‘Oh shit, things are a little different here’
The ‘second language’ English is perhaps the most difficult things to come to terms with. Not with regards to day to day life, but within the University itself. There is a common conception that everyone in the Netherlands speaks phenomenal English. Largely, they do, but it does differ from time to time, and make life a little problematic. Sitting in my tutorials, I frequently have to look past grammatical errors which misconstrue meanings, tenses which convey an entirely different meaning and so on, which ultimately affects my ability to learn and actually, understand what is going on. Adjectives and conjunctives in interesting places require much more concentration than I previously appreciated.
Without meaning any disrespect to my colleagues, it makes learning an extremely challenging experience. However, this is the way of life, the way of the world and the way of business. I must be more open minded. I for instance, speak no second language. For some of my counterparts, English isn’t their second language, but third or fourth. It’s an amazing achievement, to be undertaking a degree in a language other than their own. It just so happens, that English is an extremely popular second language and the language of international business – 70% of Germans speak English as a second language, which equates to two thirds of the whole population of Great Britain. I wish to reiterate, I need to be more open minded.

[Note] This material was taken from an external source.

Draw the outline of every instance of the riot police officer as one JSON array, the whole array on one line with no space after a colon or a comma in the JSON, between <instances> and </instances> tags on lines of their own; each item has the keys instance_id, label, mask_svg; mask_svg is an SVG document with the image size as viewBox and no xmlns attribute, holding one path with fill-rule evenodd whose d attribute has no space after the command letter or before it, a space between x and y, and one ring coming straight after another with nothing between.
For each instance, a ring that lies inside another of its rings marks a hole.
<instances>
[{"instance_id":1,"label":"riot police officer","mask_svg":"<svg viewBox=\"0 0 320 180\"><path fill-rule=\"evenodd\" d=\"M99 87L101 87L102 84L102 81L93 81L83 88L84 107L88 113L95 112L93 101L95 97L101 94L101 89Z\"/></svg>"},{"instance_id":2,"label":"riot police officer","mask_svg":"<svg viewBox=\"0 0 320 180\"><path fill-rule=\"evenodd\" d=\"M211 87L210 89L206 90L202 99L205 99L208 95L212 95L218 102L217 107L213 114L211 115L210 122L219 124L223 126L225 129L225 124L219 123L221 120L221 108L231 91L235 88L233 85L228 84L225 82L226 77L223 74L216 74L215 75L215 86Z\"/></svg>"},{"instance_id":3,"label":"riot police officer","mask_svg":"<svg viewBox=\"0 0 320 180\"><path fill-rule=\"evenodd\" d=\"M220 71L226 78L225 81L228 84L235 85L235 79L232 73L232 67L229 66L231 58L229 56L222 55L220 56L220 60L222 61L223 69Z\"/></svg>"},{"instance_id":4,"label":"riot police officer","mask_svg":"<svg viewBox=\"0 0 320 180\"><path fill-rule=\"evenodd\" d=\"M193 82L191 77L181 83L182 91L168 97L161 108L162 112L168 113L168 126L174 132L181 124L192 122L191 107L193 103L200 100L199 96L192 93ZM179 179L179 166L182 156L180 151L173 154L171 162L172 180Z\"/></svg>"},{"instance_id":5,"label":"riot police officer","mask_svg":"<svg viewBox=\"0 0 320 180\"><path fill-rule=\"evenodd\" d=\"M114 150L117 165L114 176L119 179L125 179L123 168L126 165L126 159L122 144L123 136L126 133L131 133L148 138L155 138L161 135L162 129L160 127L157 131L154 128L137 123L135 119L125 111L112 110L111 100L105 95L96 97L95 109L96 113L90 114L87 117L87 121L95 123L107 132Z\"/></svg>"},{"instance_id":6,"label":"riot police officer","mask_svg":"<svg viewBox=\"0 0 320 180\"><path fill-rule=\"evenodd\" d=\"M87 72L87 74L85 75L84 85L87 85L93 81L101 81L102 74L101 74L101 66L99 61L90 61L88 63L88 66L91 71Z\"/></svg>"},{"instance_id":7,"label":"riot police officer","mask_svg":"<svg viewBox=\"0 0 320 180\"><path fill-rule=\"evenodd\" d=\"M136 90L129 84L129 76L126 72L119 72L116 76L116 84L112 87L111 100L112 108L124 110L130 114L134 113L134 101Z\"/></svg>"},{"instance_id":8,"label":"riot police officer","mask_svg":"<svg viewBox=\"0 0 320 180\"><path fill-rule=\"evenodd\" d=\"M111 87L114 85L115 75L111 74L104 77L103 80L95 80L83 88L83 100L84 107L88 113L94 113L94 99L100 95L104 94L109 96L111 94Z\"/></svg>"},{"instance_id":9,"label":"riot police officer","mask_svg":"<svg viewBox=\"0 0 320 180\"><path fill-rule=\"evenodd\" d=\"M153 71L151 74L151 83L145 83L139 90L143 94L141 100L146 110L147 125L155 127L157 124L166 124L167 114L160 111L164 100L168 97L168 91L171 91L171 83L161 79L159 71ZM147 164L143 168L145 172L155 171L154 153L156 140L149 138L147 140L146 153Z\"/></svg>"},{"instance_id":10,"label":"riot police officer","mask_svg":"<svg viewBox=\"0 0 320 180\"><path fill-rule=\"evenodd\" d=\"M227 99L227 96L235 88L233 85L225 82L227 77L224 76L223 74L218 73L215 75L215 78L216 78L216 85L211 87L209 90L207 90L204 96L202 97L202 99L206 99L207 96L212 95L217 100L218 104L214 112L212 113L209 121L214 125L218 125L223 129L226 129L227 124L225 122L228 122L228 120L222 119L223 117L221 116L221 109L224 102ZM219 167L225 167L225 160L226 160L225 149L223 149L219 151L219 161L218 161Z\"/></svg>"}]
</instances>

This does not make up for how difficult it can be. Without the natural fluency one possesses from being a native, even Great British sarcasm doesn’t fair too well, neither does speaking quickly, or colloquially. You observe this in every country when speaking a non-native language. But coming from a university and a country which all too often takes for granted its ease in communications, possessing a native language which dominates the world stage, it has been difficult to adapt.
Though, having said that, I’ve begun to understand how important the English language is, ironically, for completing one of the main premises of the European Union – social integration. Europe is a phenomenal concept, something which I increasingly love, being able to hop from one country to another, only using the local bus services. The dynamism is held together by the English language. I feel therefore, somewhat disappointed in myself that I expect full fluency and for them to make themselves easier to understand for my own benefit. My conscious reflection, continually looking at the ways I perceive things as a result of this year is something which I will take from my international experience, if anything. Increasing open-minded-ness, however difficult it has been to start with.